Nor has the threatened electoral collapse of Labour and the ever worsening crisis of the profit system produced a shift to the left within the bureaucracy. Rather, even as the CoL was taking place, the Labour conference meeting in Manchester saw the trade unions pledging their continued loyalty to Brown and claiming that his every utterance spoke of a man who had rediscovered his “Old Labour” roots.
Another feature of the CoL was the repeated warnings that it was the Tories and even far right that is in fact benefiting from popular disillusionment with Labour. If Labour fell from office, then the Tories would be back in power. And it would be the fascist British National Party and its equivalents internationally that would successfully exploit the social anger unleashed by the onset of a global recession. The message was that the only answer to this was to echo the response of the trade union bureaucrats and make “unity” your watchword.
Thus the CoL’s proceedings went on, with endless discussions on how to fight for better transport, education, opposing immigration controls, fighting the “Database State”, for greater equality, opposing war, fighting fascism and combating climate change—everything on which the "left" can supposedly agree, even when it does not. And it ended with McDonnell stating that it should meet every year and that it should continue shadowing the Labour conference. This would be perfectly in line with role as an adjunct to the Labour and trade union bureaucracy.
Meanwhile the political landscape outside the rarefied environs of the Friends Meeting House is in the process of being changed forever.

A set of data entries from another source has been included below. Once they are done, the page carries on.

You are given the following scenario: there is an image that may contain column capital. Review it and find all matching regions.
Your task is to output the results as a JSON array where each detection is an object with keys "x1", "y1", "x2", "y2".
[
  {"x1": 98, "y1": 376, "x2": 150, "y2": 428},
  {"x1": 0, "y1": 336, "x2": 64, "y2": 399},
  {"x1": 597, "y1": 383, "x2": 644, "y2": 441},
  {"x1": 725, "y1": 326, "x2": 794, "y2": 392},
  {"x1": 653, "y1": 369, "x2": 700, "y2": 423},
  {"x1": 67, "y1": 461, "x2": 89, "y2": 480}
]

What is clear is that the social movements and conflicts that will inevitably be unleashed by the sinking of capitalism into recession will find no progressive expression within these tendencies. Rather their various “unity” projects and new party initiatives will continue to provide nothing more than a last line of defence for a Labour and trade union bureaucracy that is viewed with increasing bitterness and revulsion by the vast majority of workers. Such sentiment finds no expression within the misnamed “left”, which is amongst the most politically conservative forces in Britain today.